I think you are right on about the idea of wanting monsters with intelligible motivations but also being okay to kill. I guess it gets a little uncomfortable indulging in an escapist fantasy when you're confronted with the implications of your actions. But then there's the ongoing debate about when violence is okay, and that has some real life resonances right now that are rather disturbing too...
 

What do you think of the idea of H.P. Lovecraft's work being about doom? That for all of our struggles, we are still as nothing, and we will be extinguished and forgotten?

Yes he definitely absolutely thought humanity is doomed and there is NOTHING that anyone can do about it. In fact, he thought pretty much every thinking species in the universe was basically doomed.

Perhaps it has more of a modern resonance than I was giving it credit for, given the continuing popularity of Lovecraft's brand of horror.

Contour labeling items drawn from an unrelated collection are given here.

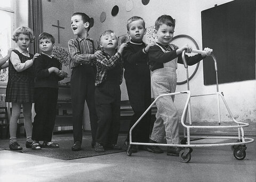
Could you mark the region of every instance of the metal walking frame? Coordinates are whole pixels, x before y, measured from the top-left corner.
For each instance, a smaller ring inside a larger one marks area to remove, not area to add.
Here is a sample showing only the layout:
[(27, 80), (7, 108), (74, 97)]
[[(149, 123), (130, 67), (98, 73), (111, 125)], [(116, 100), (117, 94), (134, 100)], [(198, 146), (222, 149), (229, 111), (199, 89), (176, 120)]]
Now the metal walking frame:
[[(197, 49), (192, 50), (191, 52), (197, 54), (206, 54), (206, 52), (204, 51), (200, 51)], [(218, 82), (218, 72), (217, 72), (217, 62), (216, 58), (214, 55), (212, 53), (211, 54), (211, 57), (214, 61), (215, 71), (216, 73), (216, 80), (217, 80), (217, 92), (213, 93), (210, 93), (208, 94), (198, 95), (191, 95), (191, 92), (189, 90), (189, 76), (188, 65), (185, 58), (185, 51), (182, 52), (182, 57), (184, 64), (184, 67), (186, 70), (187, 73), (187, 90), (175, 92), (170, 94), (162, 94), (158, 96), (148, 108), (145, 111), (145, 112), (141, 115), (133, 126), (131, 128), (130, 130), (130, 144), (126, 151), (127, 155), (132, 155), (131, 145), (152, 145), (152, 146), (177, 146), (182, 147), (182, 150), (179, 153), (179, 159), (181, 162), (183, 163), (188, 163), (191, 159), (191, 153), (193, 151), (192, 147), (211, 147), (211, 146), (231, 146), (231, 150), (233, 151), (233, 154), (235, 158), (238, 160), (243, 160), (246, 156), (245, 150), (246, 150), (246, 146), (245, 144), (252, 143), (254, 142), (254, 139), (251, 138), (245, 137), (244, 131), (243, 127), (248, 127), (249, 124), (243, 122), (238, 122), (236, 121), (232, 114), (228, 105), (226, 102), (222, 93), (219, 92), (219, 87)], [(148, 112), (150, 108), (155, 104), (156, 101), (157, 101), (160, 97), (171, 96), (172, 95), (179, 95), (179, 94), (187, 94), (188, 95), (187, 98), (184, 110), (181, 116), (181, 124), (184, 127), (184, 138), (181, 140), (181, 144), (160, 144), (160, 143), (138, 143), (133, 142), (132, 141), (132, 131), (133, 128), (137, 125), (140, 122), (141, 119), (144, 115)], [(217, 98), (218, 104), (218, 116), (219, 126), (193, 126), (192, 123), (191, 112), (191, 105), (190, 105), (190, 98), (193, 97), (199, 97), (204, 96), (207, 95), (215, 95)], [(236, 125), (232, 126), (221, 126), (221, 117), (220, 117), (220, 97), (221, 98), (224, 104), (229, 113), (230, 117), (232, 119), (232, 120), (236, 123)], [(186, 125), (186, 120), (187, 118), (187, 115), (188, 111), (188, 117), (189, 120), (189, 125)], [(224, 136), (190, 136), (190, 129), (197, 128), (197, 129), (204, 129), (204, 128), (237, 128), (238, 130), (238, 136), (237, 137), (224, 137)], [(186, 135), (187, 131), (187, 135)], [(234, 139), (237, 140), (235, 142), (233, 143), (209, 143), (204, 144), (191, 144), (190, 143), (191, 138), (214, 138), (214, 139)]]

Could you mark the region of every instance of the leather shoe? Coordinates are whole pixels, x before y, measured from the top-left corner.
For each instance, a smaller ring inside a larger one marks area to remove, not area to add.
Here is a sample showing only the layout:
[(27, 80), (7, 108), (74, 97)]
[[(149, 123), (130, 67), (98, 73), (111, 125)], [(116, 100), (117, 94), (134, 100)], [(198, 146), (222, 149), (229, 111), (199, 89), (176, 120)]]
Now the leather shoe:
[(97, 152), (105, 152), (103, 145), (100, 144), (99, 143), (96, 142), (94, 146), (94, 151)]
[(14, 142), (11, 144), (9, 144), (9, 148), (13, 151), (20, 151), (22, 150), (22, 147), (21, 147), (17, 142)]
[[(149, 143), (157, 143), (156, 142), (152, 140), (151, 139), (149, 140)], [(149, 152), (153, 152), (153, 153), (158, 153), (158, 154), (160, 154), (161, 153), (164, 152), (164, 151), (161, 148), (160, 148), (160, 147), (159, 147), (157, 146), (148, 145), (148, 147), (147, 147), (147, 149), (148, 149), (148, 151)]]
[(167, 148), (167, 155), (179, 156), (181, 147), (170, 146)]
[(113, 150), (114, 151), (119, 151), (122, 149), (121, 147), (120, 147), (119, 146), (116, 144), (107, 144), (107, 145), (106, 145), (106, 147), (104, 148), (106, 148), (106, 149)]
[(76, 141), (75, 142), (72, 146), (72, 151), (81, 151), (82, 149), (81, 148), (81, 142), (79, 141)]

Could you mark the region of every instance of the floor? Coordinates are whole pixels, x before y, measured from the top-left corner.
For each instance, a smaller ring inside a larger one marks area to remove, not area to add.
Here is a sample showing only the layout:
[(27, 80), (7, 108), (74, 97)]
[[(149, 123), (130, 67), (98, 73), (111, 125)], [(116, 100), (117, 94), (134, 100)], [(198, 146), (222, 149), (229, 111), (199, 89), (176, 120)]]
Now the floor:
[(255, 182), (256, 145), (246, 146), (243, 160), (234, 158), (230, 146), (195, 148), (188, 163), (144, 151), (64, 161), (1, 150), (0, 181)]

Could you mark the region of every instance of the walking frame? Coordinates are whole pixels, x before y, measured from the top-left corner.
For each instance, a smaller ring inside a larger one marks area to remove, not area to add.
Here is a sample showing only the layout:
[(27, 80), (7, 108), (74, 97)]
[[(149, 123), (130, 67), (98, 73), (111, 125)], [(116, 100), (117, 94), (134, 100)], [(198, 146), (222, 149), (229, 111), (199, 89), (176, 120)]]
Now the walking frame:
[[(206, 54), (206, 52), (204, 51), (193, 49), (191, 52), (197, 54)], [(252, 143), (254, 142), (254, 139), (251, 138), (245, 137), (244, 131), (243, 127), (246, 127), (249, 126), (247, 123), (243, 122), (238, 122), (236, 121), (234, 118), (228, 104), (226, 102), (223, 93), (219, 92), (219, 87), (218, 82), (218, 72), (217, 72), (217, 62), (216, 58), (214, 55), (212, 53), (211, 56), (214, 61), (214, 67), (216, 73), (216, 80), (217, 80), (217, 92), (213, 93), (210, 93), (208, 94), (198, 95), (191, 95), (191, 92), (189, 90), (189, 76), (188, 70), (188, 65), (185, 58), (185, 51), (182, 52), (182, 57), (184, 64), (184, 67), (186, 70), (187, 73), (187, 89), (186, 91), (179, 92), (170, 94), (162, 94), (158, 96), (148, 108), (145, 111), (145, 112), (141, 115), (137, 122), (133, 125), (130, 130), (130, 145), (126, 151), (126, 154), (128, 156), (132, 155), (131, 145), (153, 145), (153, 146), (177, 146), (182, 147), (182, 150), (179, 153), (179, 159), (181, 162), (183, 163), (188, 163), (191, 159), (191, 153), (193, 151), (192, 147), (211, 147), (211, 146), (231, 146), (232, 151), (233, 151), (233, 154), (235, 158), (238, 160), (243, 160), (246, 156), (245, 150), (246, 150), (246, 146), (245, 144)], [(181, 116), (181, 124), (183, 126), (184, 129), (184, 138), (181, 140), (181, 144), (160, 144), (160, 143), (138, 143), (133, 142), (132, 141), (132, 131), (133, 128), (137, 125), (140, 122), (141, 119), (145, 115), (147, 112), (150, 109), (150, 108), (155, 104), (156, 102), (160, 98), (162, 97), (171, 96), (172, 95), (179, 95), (179, 94), (187, 94), (187, 98), (184, 110)], [(218, 117), (219, 126), (193, 126), (192, 124), (191, 119), (191, 104), (190, 104), (190, 98), (193, 97), (204, 96), (208, 95), (215, 95), (217, 98), (218, 104)], [(220, 117), (220, 97), (221, 98), (228, 113), (229, 113), (230, 118), (232, 119), (233, 121), (236, 125), (232, 126), (221, 126), (221, 117)], [(186, 121), (187, 119), (187, 112), (188, 110), (188, 117), (189, 121), (189, 125), (186, 125)], [(237, 128), (238, 136), (237, 137), (224, 137), (224, 136), (190, 136), (190, 129), (205, 129), (205, 128), (212, 128), (212, 129), (219, 129), (219, 128)], [(187, 131), (186, 131), (187, 130)], [(186, 135), (187, 131), (187, 135)], [(204, 144), (191, 144), (190, 143), (191, 138), (212, 138), (212, 139), (237, 139), (235, 142), (233, 143), (209, 143)]]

I think modern takes on Lovecraft tend to split into sort of two groups, those which are somewhat slavish in their imitation, and which are often keen on the "doom" angle, and those which reclaim/reconstruct Lovecraft, which tend to make the doom something that's more a philosophical inevitability, like the the sun eventually dying, and less something to actually existentially terrified about - perhaps it's even comforting on a certain level - "all things must pass". But certainly it is the very notion of humanity only being a small part of a greater, and perhaps terrifying or unknowable universe that is part of what separates Lovecraft from a lot of other horror (even if more conventional horror does cross paths with it from time to time, c.f. The Mist).

It works well in computer-game with a roguelike structure, where the PC(s) is expected to die, and I think that the popularity of that kind of game design has helped fuel the rise in popularity of Lovecraftian themes and approaches.

Whether it's relevant to society and people more broadly, I'm less certain. I suspect it's still a bit niche because people want to make the world better, they want to avert climate change, and so on, and most heroes are still heroes who resist, who fight against, rather than heroes who are tragically doomed.